Implementing LZW Compression Using CAMs When implementing the LZW algorithm using CAMs, the search function is performed in parallel in hardware. The strings can be stored in sequential order and in contiguous regions without any adverse effect on search performance. Obviously, the requirement for the index table disappears in this implementation.

Data contained in the prefix table and appended symbol table are stored as entries in the CAM. The corresponding data from each table is concatenated to form a unique table comprising pairs of prefix indexes with appended symbols (Fig. 1).

It takes 16 bits to encode an entry location (prefix address) or a table size of 64K locations, and an 8-bit value is used to represent the appended symbol. Each index/symbol pair can therefore be stored using 24 bits. Most modern ternary CAMs support entries with widths that are multiples of 72 bits. So, if the CAM word width is set to 144 bits, one CAM location can store five pairs, with the unused bits set aside for management functions like dictionary maintenance. Using a commercially available 9-Mbit device, up to 320K entries can be stored in a single devicesingle device.

When the dictionary reaches maximum capacity, different approaches can be adopted to manage the situation. In the most severe case, the entire table can be purged, typically in a few clock cycles. In situations requiring a more sophisticated approach, the management bits can be used to support multistate purging to optimize this maintenance function.

Using this basic approach shows that an average input bit rate of 78 Mbits/s can be achieved on the Calgary Compression Corpus files. The most referenced corpus in the data compression field for text compression, the Calgary Compression Corpus is the de facto standard for lossless compression evaluation.

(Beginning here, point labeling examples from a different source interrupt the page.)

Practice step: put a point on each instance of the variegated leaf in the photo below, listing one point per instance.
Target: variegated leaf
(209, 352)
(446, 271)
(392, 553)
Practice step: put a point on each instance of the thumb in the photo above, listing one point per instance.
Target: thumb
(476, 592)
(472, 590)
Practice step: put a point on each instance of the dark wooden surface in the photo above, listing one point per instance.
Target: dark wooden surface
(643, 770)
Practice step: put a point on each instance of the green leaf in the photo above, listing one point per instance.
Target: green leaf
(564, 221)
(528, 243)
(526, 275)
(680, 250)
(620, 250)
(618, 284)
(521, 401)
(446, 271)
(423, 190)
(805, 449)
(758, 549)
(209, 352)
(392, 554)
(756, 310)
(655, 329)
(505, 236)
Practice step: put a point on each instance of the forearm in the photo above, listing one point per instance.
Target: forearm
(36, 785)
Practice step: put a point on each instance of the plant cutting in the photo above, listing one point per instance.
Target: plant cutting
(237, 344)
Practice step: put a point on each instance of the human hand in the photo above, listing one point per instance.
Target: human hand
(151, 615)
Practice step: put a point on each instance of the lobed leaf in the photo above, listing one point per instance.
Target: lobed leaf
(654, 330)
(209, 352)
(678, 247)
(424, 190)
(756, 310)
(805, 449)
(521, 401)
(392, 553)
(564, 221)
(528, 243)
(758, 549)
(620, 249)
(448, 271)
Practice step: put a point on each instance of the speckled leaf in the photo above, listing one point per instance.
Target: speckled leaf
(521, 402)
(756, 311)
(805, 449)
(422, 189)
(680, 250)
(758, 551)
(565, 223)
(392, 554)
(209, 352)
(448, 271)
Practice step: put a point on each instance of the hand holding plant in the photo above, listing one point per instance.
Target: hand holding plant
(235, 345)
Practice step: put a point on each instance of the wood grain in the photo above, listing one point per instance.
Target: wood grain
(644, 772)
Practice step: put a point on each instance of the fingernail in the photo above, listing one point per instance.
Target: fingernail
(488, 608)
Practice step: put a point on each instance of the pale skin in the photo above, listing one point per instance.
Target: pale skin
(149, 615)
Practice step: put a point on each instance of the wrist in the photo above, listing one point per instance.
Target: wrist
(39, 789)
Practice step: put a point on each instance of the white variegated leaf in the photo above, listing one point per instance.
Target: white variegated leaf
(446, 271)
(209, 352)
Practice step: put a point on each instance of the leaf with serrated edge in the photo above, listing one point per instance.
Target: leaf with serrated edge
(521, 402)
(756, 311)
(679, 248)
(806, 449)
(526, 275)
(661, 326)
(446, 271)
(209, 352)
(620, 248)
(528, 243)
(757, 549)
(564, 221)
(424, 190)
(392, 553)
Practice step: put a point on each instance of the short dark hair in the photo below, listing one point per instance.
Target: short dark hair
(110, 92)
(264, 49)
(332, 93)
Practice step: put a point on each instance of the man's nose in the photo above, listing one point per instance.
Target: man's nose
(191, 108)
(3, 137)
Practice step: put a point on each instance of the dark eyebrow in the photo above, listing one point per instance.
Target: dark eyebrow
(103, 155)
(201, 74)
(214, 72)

High-Speed LZW Implementation Using CAMs The previous implementation stores strings as a prefix string/appended symbol pair. While this approach is optimized from the perspective of storage efficiency, it doesn’t fully realize the benefits of CAM-based compression. Because this storage scheme requires a search for each input symbol, the number of searches needed ultimately limits overall system performance. High-speed implementations, such as the one discussed below, begin to realize all benefits of modern ternary CAM technology.

To reduce the number of searches required and increase performance, the strings can be stored explicitly. This results in some redundancy of storage, but dramatically lowers the number of searches required. This, in turn, increases the number of symbols that can be processed in a given time.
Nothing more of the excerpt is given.